GPXplore is a browser-based route planner for motorcycle and bicycle backcountry trips. It imports GPX tracks, lets riders trim and refine them on a topographic map, pin campgrounds and other places, build multi-day itineraries, and export routes when they are ready to ride.

I built it for a real trip-planning problem. Multi-day off-pavement rides are not just lines on a map: they involve fuel range, camp options, terrain, hazards, daily distance, printed backup, and the GPS devices riders actually use in the field. A fall trip with too much distance and not enough time pushed me to build something that could turn a pile of GPX tracks into a day-by-day plan I could trust.

The early constraint was export quality. I run a Beeline on the bike, which works best with a clean breadcrumb-style track rather than a waypoint-heavy route. GPXplore started by making that core workflow dependable: import a track, trim it precisely, simplify the geometry, and export something a device would accept.

Product Shape

The app grew from a single-track editor into a full planning workspace:

  • Route import, trimming, endpoint extension, undo/redo, and reference-track joining.
  • A saved route library with generated route thumbnails.
  • Campgrounds, custom places, hazards, scenic stops, and GPX waypoints in one places model.
  • Multi-day trip assembly with day views, printable day sheets, and a phone-friendly ride reference mode.
  • Elevation, curviness, and a calibration-free effort metric to make daily range easier to judge.
  • DMD2 and adventure-GPS import/export, including per-day track segmentation, waypoint hygiene, and hazard navigation cards.

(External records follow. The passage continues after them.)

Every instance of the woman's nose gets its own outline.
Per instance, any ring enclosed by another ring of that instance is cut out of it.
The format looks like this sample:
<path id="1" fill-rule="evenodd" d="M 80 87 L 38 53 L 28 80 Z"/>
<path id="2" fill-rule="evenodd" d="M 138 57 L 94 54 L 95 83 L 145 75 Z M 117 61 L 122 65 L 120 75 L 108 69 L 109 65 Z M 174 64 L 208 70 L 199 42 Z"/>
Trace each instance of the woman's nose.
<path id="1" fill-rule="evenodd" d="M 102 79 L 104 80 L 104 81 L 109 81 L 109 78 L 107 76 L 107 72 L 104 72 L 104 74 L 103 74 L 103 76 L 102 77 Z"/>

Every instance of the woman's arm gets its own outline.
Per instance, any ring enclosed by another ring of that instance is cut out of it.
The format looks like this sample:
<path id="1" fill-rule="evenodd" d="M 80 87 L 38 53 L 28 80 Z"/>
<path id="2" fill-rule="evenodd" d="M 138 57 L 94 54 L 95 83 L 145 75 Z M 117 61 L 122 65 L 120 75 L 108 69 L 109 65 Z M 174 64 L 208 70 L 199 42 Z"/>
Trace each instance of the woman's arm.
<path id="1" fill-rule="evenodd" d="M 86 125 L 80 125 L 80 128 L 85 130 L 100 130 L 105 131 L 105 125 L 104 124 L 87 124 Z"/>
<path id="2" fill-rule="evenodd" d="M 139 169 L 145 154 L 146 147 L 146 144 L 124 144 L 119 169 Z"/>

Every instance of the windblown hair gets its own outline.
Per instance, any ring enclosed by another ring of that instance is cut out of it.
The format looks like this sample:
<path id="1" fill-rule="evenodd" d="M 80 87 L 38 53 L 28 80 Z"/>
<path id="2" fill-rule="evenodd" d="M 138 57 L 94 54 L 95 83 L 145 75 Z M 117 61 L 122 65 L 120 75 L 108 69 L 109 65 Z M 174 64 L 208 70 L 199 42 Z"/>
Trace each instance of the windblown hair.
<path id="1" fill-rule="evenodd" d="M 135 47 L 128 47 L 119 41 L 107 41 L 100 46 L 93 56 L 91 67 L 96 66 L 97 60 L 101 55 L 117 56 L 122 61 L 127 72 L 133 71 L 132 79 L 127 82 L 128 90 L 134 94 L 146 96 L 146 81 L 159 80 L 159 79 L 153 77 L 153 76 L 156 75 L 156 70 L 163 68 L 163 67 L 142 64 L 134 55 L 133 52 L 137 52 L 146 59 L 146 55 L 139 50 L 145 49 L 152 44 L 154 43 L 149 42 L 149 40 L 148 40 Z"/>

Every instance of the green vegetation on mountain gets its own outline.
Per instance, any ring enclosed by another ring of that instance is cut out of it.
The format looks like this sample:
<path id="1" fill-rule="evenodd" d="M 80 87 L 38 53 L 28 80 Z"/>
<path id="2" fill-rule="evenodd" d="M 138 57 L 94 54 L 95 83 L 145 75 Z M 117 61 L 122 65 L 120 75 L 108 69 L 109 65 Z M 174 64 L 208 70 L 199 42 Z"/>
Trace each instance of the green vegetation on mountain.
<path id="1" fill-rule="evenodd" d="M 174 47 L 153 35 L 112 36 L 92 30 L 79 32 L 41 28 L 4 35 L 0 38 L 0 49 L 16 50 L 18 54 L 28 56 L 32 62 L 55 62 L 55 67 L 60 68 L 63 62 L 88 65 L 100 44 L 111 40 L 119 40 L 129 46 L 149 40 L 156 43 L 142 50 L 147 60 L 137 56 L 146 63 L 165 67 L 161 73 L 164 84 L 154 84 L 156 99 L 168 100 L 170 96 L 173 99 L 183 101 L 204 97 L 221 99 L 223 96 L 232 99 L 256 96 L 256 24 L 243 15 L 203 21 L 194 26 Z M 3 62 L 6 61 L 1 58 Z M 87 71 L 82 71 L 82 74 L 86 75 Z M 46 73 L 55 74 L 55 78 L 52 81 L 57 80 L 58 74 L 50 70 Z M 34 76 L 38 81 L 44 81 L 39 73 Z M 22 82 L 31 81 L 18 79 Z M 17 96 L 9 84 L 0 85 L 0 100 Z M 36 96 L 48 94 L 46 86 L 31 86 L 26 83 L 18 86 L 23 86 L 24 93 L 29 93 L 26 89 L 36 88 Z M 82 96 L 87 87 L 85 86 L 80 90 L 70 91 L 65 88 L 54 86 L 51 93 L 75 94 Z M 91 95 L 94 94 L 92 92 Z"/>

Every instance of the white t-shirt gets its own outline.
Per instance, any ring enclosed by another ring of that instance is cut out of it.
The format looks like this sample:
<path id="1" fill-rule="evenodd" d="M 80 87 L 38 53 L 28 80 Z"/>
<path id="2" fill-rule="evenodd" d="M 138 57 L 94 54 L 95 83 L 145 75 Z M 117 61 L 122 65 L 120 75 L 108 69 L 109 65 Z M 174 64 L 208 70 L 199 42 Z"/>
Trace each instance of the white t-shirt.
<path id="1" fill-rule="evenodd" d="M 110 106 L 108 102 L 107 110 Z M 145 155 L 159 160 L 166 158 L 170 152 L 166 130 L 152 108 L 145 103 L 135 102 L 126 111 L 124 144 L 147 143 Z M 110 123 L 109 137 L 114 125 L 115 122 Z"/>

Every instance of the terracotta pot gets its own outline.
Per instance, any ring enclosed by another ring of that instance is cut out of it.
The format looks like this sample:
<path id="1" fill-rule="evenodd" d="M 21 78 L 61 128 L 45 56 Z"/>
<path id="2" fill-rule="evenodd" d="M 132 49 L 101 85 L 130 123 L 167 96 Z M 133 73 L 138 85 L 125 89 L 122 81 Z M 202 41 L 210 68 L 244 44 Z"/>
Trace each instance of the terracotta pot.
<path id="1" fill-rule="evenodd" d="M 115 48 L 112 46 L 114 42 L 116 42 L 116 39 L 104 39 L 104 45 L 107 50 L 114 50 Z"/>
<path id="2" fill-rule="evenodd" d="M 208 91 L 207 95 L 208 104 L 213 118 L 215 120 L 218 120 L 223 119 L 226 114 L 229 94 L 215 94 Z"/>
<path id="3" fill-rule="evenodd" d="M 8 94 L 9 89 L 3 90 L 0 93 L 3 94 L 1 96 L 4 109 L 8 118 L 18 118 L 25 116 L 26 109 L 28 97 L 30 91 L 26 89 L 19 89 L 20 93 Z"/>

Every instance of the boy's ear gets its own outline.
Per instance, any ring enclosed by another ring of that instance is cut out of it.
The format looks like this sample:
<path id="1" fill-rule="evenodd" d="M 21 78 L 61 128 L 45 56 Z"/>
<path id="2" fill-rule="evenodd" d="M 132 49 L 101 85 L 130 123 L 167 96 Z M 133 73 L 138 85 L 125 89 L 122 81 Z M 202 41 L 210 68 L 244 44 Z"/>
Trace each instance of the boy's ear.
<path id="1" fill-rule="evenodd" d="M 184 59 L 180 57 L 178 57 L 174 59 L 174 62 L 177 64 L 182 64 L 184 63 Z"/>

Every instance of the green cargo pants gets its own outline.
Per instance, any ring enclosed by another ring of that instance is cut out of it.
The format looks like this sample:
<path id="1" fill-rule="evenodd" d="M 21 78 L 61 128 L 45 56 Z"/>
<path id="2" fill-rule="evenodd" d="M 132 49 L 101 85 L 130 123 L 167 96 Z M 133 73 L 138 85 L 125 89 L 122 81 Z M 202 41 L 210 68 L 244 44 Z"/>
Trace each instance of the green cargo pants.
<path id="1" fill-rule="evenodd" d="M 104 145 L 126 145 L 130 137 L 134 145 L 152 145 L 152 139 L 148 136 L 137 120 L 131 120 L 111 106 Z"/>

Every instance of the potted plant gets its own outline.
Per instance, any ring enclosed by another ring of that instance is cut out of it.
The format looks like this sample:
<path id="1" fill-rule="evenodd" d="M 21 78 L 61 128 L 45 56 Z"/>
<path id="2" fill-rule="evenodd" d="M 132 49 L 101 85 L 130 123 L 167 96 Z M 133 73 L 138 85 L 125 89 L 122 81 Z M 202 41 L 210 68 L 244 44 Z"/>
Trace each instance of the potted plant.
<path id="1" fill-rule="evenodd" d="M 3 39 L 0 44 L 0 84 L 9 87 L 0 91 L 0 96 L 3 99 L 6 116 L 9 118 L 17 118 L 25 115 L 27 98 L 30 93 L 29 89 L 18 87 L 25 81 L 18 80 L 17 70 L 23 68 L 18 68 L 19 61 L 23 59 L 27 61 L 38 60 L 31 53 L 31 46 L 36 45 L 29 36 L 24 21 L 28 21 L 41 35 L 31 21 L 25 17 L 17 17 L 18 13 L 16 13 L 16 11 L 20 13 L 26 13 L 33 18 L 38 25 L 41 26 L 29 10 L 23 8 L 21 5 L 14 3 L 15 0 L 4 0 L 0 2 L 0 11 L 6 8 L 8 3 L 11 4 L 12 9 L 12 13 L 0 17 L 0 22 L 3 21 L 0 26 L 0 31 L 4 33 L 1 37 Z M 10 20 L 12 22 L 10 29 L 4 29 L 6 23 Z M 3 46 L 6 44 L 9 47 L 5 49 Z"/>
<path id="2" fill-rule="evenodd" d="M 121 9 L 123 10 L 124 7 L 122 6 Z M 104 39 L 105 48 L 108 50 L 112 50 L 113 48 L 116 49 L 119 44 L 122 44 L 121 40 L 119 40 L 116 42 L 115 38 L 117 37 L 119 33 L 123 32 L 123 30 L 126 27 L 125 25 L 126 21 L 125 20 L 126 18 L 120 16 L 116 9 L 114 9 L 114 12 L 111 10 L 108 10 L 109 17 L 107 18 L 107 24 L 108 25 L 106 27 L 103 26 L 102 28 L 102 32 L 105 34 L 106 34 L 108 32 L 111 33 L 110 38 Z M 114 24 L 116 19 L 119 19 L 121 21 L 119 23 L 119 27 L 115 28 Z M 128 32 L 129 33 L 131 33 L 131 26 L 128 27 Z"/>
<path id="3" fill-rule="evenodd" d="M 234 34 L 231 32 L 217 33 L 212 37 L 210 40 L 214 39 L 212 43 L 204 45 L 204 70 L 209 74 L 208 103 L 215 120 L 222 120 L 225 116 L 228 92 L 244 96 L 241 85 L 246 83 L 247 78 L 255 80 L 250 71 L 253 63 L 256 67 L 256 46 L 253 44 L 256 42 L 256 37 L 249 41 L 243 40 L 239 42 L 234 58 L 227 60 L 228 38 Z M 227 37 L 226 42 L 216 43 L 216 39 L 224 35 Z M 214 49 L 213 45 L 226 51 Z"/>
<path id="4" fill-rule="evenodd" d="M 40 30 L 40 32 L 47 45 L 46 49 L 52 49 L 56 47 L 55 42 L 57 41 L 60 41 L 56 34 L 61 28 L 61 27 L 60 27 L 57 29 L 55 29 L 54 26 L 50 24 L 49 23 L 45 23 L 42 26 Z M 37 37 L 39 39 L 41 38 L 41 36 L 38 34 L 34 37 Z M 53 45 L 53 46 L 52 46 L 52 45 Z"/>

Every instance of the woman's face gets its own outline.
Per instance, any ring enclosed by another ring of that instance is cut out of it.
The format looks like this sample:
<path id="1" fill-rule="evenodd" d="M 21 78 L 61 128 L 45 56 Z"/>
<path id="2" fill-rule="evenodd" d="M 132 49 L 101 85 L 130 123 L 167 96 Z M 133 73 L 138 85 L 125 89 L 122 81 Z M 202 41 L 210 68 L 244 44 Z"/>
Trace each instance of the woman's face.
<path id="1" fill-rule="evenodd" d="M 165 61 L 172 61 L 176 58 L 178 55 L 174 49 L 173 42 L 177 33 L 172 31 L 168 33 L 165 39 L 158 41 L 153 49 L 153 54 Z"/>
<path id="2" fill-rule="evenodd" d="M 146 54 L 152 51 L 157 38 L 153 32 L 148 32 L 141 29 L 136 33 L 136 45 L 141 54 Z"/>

The product is intentionally local-first. Routes and trips stay in the browser, backup and restore work through a local JSON snapshot, and no account is required. Live lookups, such as Recreation.gov search or wildfire overlays, are optional additions rather than the center of the product.

Product Decisions

GPXplore has been a useful exercise in keeping product judgment close to implementation. A few decisions shaped the product more than any single feature:

  • Make the route trustworthy first. Export compatibility, trim precision, and geometry cleanup mattered before richer planning surfaces could be useful.
  • Treat trips as their own object. A good route is not the same thing as a trip, so routes are copied into trips and then organized by day rather than held as live library references.
  • Use terrain as product information. Elevation and effort are not decoration; they help answer the real planning question: how far can this day reasonably go?
  • Keep field use simple. Desktop can be the planning workspace, but phone and tablet views need to be read, export, and ride companions.

Build Approach

I built GPXplore as an experiment in spec-driven, AI-assisted development. I started with a Lovable prototype, then moved into Cursor and Claude Code once the product needed real architecture and release discipline.

The working pattern was to resolve ambiguity first, write the decision down, then hand implementation to the model. The LLM could move fast on mechanics, but the product decisions still needed to come from clear constraints: what the rider needs, what the route data can support, what a GPS device will accept, and what should stay out of the product until there is a real need.

Technically, GPXplore uses React, TanStack Router and Query, Leaflet, Chart.js, Zustand, Radix UI, Tailwind CSS, GPX parsing/export logic, Web Workers for heavier file work, and Cloudflare Workers for deployment and selected API proxying.

Data And Integrations

Useful trip-planning data is scattered, incomplete, and often not available through clean public APIs. GPXplore combines several sources while keeping the user in control:

  • Basemaps from OpenStreetMap, OpenTopoMap, Esri world topo, CyclOSM, and Esri satellite imagery.
  • Curated USFS, BLM, and selected state campground records bundled with the app, plus optional Recreation.gov RIDB search.
  • Active wildfire detections from NASA FIRMS and current fire perimeters from NIFC WFIGS when the wildfire layer is enabled.

Those data sources are treated as planning aids, not safety guarantees. The app is designed to help riders prepare, but official sources and conditions on the ground still matter.

Screenshots

GPXplore route detail screen showing a saved backcountry route, distance and elevation metrics, a Leaflet map, and an elevation chart.

GPXplore trip day screen showing a route card, lodging and places lists, a route map, and elevation profile for a multi-day ride.

Current State

GPXplore is active and evolving. The recent work has focused on making it useful beyond the desk: responsive field-companion views, ride mode, backup and restore, metric and imperial units, richer route and trip lists, DMD2 round-trip workflows, and bypass merging for alternate tracks or detours.

It already represents the kind of product work I enjoy most: technically ambitious, grounded in a real workflow, and shaped by the small frictions that appear when software has to survive contact with the physical world.